Multiple reports have stated that the university spent so long negotiating Smith’s contract because of the sensitivity involved with offering a 61-year-old coach who has underperformed such a lucrative extension. But to delay the announcement was to delay the inevitable; no matter when the terms were released, they still put Smith in the upper echelon of salaries despite his team’s struggles; his earnings are on par with what the coaches of North Carolina, Baylor, Georgetown, Wisconsin and Vanderbilt – all of which qualified for the NCAA tournament – made last year.
Perhaps the most interesting terms of Smith’s extension, though, are in the fine print. The clause that prevents in-season termination without cause likely represents the coach’s worries about his inconsistent team, especially when much of its success next season hinges on a player who missed all of least year with a torn ACL, Trevor Mbakwe. Its presence is both a reflection of Smith’s struggles and a vote of confidence from the school; Smith is worried about security, and the university is banking that his performance won’t be so terrible as to warrant in-season termination.

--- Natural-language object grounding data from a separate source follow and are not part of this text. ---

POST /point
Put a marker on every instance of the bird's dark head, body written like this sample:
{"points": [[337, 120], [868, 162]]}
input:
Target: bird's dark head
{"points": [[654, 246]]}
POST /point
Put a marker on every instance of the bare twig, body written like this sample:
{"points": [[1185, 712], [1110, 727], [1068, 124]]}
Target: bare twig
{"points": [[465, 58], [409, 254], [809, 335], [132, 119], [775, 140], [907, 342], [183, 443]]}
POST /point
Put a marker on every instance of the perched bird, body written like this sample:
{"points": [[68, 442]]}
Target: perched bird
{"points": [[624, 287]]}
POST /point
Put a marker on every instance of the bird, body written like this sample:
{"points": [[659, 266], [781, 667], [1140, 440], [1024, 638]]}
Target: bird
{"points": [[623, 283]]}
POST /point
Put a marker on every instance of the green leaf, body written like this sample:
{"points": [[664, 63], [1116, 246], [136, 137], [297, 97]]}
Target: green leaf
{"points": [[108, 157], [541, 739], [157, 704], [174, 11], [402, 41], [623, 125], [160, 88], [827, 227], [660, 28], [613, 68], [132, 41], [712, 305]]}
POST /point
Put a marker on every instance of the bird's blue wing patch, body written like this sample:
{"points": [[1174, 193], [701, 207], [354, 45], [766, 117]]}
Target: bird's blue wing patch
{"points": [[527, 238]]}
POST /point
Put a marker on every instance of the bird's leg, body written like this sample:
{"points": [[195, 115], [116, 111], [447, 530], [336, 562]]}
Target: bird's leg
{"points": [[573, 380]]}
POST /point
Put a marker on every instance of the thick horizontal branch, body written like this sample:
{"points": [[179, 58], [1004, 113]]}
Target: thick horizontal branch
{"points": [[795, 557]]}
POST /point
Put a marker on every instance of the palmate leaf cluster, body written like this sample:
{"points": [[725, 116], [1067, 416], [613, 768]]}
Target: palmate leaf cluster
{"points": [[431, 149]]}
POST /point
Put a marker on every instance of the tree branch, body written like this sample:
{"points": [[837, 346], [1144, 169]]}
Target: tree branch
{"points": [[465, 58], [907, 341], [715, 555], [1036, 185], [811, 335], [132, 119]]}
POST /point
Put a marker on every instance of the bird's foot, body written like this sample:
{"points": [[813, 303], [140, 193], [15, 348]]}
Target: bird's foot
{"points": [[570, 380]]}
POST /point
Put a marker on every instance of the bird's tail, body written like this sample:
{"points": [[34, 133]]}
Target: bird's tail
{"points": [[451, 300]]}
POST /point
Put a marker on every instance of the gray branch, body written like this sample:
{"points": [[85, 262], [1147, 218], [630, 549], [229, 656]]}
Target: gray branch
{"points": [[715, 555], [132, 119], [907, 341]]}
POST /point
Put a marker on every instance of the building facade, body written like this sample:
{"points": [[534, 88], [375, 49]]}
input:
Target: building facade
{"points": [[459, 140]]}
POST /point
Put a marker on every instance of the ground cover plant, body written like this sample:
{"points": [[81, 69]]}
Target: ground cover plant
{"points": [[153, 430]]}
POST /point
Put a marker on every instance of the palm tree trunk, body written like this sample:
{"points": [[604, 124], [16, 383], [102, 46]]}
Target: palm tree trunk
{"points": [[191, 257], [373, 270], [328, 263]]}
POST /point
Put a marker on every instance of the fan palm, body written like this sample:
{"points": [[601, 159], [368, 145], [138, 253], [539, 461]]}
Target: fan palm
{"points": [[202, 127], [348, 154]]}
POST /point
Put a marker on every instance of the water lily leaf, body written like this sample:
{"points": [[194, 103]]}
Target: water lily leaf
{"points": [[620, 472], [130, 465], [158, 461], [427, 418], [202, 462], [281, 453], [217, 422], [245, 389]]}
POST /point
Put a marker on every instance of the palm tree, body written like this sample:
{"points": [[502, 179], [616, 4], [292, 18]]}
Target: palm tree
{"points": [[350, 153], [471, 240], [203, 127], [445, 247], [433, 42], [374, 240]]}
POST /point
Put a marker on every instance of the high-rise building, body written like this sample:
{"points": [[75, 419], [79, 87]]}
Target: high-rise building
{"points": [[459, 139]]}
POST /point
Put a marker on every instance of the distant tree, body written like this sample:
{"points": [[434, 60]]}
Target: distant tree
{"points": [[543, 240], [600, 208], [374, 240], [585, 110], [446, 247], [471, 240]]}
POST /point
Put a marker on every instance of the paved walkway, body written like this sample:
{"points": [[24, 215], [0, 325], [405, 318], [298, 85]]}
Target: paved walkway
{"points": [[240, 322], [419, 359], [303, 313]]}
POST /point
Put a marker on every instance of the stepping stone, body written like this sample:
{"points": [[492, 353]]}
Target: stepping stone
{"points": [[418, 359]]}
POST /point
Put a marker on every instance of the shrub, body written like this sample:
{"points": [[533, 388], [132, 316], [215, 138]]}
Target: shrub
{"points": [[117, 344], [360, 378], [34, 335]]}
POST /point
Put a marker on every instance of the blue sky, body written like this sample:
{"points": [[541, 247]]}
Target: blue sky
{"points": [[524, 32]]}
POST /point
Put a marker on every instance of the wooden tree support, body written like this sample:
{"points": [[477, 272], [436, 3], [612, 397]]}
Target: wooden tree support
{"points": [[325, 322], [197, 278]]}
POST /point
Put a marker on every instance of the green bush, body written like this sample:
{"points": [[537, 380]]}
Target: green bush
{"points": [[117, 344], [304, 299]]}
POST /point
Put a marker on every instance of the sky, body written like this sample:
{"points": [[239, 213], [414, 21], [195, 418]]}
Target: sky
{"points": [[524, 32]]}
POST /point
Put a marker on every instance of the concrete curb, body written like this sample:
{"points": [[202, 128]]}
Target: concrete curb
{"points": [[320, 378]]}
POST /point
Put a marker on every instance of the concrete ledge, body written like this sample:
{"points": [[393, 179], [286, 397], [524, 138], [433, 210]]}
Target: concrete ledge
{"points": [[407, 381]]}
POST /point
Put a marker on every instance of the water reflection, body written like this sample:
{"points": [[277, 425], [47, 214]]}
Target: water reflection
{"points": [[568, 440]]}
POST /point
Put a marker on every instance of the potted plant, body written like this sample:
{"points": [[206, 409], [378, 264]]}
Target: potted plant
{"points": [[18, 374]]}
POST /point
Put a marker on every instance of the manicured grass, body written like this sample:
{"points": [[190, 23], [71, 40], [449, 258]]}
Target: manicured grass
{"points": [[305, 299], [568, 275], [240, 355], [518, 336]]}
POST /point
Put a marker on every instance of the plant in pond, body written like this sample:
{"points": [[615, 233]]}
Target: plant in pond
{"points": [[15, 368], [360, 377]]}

In addition, Smith’s other performance bonuses increased immensely. His incentive for winning a national championship increased threefold, his Final Four incentive from $250,000 to $600,000. Smith will make $225,000 more under this new contract if he reaches the Elite Eight, $150,000 more if he makes the Sweet 16. He’ll also be incentivized for making it into the second round of the tournament with a $150,000 payment and for various finishes in the Big Ten standings. All of those additional perks are borne of the program’s desire to be a factor in the Big Ten and the NCAA tournament for the first time in years. The program has declined, and the school is willing to pay for it to regain its standing.
Smith’s $1.965 million salary next season before bonuses is more than the contracts of John Thompson III, Roy Williams, Scott Drew, Frank Martin, Jim Boeheim, Shaka Smart and Mick Cronin, among others, provided last year. Each of those coaches has found more recent success than Smith, yet some, like Smart and Cronin, made little more than half of what Smith will net.

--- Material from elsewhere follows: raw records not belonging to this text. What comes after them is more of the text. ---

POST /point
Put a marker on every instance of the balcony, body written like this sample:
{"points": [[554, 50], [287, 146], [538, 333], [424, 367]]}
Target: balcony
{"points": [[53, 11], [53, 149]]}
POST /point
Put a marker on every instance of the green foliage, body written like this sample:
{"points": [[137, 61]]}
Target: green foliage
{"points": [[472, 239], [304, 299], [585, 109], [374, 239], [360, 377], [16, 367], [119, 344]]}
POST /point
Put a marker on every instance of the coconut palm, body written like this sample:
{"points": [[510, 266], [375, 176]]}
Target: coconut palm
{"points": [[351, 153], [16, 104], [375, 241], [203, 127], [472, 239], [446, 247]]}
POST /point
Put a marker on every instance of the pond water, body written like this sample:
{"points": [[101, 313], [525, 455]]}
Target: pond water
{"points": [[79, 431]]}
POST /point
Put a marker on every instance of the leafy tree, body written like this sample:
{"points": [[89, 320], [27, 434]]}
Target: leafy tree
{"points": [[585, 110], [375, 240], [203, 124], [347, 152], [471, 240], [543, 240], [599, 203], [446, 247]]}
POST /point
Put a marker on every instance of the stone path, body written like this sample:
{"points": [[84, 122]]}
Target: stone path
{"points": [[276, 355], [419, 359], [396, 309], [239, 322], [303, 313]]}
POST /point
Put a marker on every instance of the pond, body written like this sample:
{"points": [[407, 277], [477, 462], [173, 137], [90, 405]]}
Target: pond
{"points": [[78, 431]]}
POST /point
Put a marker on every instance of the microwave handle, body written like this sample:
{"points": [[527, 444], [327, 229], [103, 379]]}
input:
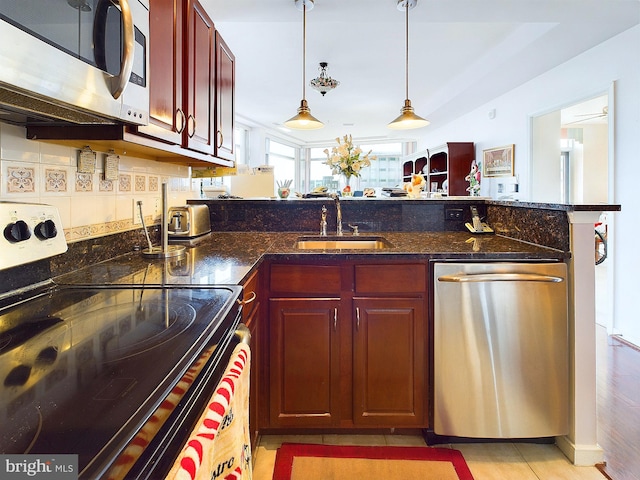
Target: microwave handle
{"points": [[119, 82]]}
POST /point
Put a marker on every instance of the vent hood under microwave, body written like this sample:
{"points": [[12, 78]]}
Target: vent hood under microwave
{"points": [[44, 79]]}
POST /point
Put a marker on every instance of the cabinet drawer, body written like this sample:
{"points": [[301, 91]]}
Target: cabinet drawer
{"points": [[311, 279], [409, 278]]}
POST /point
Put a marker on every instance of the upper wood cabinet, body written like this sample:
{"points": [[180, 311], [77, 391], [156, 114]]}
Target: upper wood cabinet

What’s most interesting, though, are Smith’s bonuses. They’re greater than even Kentucky’s John Calipari’s, and for a reason. Such bonuses should be weighted in terms of their likelihood, and Calipari poses a strong threat to earn them. Smith, at least in the near term, is a longer shot, and the contract represents an implicit statement that the university is willing to pay through the nose for success if it’s possible. Smith hasn’t necessarily earned a guaranteed pay raise, but he has warranted the chance to make big money if he can take his team farther than he yet has since he came to Minnesota.

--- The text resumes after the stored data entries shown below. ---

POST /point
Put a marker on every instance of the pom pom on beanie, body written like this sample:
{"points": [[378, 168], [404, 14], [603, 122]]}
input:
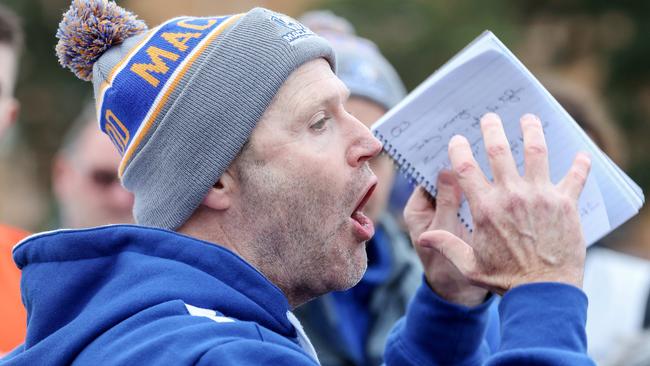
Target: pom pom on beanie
{"points": [[88, 29]]}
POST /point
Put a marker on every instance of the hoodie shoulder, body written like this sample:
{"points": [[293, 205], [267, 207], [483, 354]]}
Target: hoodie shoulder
{"points": [[182, 334]]}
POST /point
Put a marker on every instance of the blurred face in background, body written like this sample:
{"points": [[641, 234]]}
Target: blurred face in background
{"points": [[8, 104], [369, 112], [86, 185]]}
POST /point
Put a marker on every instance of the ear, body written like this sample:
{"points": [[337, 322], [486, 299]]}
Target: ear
{"points": [[220, 196], [11, 116]]}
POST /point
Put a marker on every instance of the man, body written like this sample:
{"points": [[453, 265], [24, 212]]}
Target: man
{"points": [[234, 135], [12, 312], [351, 327], [84, 177]]}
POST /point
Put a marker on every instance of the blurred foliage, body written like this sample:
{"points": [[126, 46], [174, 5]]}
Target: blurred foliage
{"points": [[50, 96], [417, 36]]}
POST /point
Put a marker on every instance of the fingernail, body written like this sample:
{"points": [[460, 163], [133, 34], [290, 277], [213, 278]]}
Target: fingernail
{"points": [[529, 117], [457, 139], [444, 178]]}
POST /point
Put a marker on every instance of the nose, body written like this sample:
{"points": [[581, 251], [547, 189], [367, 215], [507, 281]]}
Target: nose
{"points": [[364, 145]]}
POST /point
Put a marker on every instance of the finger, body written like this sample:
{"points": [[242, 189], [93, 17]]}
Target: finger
{"points": [[419, 212], [447, 201], [535, 150], [419, 201], [470, 177], [574, 181], [498, 149], [459, 253]]}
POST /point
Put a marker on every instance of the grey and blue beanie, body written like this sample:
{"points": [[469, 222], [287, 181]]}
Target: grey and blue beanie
{"points": [[359, 63], [180, 101]]}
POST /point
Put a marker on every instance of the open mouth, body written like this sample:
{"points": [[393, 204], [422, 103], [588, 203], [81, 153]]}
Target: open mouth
{"points": [[364, 227]]}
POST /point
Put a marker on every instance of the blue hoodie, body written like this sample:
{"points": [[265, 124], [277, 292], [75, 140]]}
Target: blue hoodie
{"points": [[131, 295]]}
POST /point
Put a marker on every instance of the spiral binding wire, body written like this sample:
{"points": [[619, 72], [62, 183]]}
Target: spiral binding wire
{"points": [[411, 173]]}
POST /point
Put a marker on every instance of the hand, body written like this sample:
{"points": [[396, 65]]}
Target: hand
{"points": [[525, 228], [423, 213]]}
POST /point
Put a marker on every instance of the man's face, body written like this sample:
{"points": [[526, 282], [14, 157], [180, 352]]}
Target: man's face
{"points": [[8, 104], [86, 184], [303, 180], [368, 113]]}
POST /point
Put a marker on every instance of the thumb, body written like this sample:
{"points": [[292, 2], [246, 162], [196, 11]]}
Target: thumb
{"points": [[459, 253]]}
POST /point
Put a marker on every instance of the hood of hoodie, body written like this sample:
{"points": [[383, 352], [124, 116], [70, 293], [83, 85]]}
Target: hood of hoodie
{"points": [[78, 284]]}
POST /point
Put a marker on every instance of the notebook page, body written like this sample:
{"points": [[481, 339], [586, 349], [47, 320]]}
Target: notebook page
{"points": [[418, 131]]}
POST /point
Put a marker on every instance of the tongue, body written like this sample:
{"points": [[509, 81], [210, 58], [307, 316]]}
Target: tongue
{"points": [[365, 228]]}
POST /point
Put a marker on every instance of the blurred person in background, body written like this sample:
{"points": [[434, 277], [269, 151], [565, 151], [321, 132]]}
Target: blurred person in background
{"points": [[84, 177], [12, 312], [351, 327], [264, 175], [616, 283]]}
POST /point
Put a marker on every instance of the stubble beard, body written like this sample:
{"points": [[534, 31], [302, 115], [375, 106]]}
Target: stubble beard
{"points": [[297, 243]]}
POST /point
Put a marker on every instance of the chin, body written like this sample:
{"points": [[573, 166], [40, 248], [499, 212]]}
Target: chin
{"points": [[353, 273]]}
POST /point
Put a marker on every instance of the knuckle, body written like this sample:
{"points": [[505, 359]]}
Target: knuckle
{"points": [[497, 150], [515, 201], [535, 150], [567, 205], [481, 213], [445, 201]]}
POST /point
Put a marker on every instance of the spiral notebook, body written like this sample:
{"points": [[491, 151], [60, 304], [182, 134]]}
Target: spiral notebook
{"points": [[486, 77]]}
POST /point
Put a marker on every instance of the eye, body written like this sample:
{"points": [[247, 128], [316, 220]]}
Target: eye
{"points": [[320, 125]]}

Whether Smith and the Gophers make an NCAA tournament run or finish in as disappointing a fashion as they have in recent years, the coach will still make money. Good money. With the new contract, Smith is still compensated on par with the best coaches in college basketball, and the University of Minnesota is paying a premium for his past success. That success has been a burden, at times, but it still holds promise for the team, which has committed itself both to Smith and to a steep cost of success.